Jobless in city hits 18%: report
Unemployment in the Big Apple hit 18% last month, a new analysis released Friday by the City Comptroller found.
As of May, there were approximately 671,000 New Yorkers unemployed with 900,000 fewer people working in the city when compared to February, the report found.
“The latest data on the city’s unemployment situation is alarming and further underscores the urgent need for swift, robust federal support,” Comptroller Scott Stringer said.
“We need Washington to recognize the enormous scale of the losses we’ve suffered and get New York City the financial aid it needs.”
To address so many workers now being out of work, Stringer said the federal government should extend pandemic unemployment benefits of $600 a week and the city should jumpstart infrastructure projects to create jobs.

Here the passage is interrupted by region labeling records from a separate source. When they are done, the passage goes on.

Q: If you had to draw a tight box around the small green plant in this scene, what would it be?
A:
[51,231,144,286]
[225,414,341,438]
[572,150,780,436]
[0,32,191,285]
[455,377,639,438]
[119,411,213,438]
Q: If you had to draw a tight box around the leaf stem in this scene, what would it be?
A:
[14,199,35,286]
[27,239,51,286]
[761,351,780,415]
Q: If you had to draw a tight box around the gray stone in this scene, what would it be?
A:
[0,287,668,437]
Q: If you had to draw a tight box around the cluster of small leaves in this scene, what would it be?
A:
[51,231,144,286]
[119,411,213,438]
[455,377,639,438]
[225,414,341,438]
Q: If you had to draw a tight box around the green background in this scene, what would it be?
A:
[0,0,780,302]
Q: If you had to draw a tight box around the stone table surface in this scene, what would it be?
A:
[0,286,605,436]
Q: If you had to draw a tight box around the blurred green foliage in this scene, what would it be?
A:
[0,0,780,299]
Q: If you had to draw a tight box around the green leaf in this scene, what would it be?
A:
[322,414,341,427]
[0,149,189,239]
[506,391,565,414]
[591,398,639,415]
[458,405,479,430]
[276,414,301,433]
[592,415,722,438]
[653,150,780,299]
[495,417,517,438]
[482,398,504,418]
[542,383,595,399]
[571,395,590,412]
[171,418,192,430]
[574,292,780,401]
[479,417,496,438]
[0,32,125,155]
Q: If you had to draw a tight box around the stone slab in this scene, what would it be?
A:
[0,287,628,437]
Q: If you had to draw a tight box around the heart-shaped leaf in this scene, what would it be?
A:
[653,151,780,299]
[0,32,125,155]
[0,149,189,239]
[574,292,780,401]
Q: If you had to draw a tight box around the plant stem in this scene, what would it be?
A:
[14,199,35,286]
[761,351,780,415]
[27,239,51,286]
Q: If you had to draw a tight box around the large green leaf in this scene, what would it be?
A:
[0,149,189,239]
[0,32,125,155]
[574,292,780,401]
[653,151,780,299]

In February, before the coronavirus swept through the city, unemployment in the five boroughs stood at 3.5%. In April, during the height of the pandemic, it climbed to 15.8%.
Stringer’s analysis found that from February through May, more than 381,000 people dropped out of the city’s workforce.
The hardest-hit demographic: young people.
According to the report, the unemployment rate among people from the ages of 16 to 24 jumped to 35.2% in May from 6.6% in February.
Immigrants have also been walloped by job losses with unemployment hitting 23.3% among the city’s foreign-born population last month.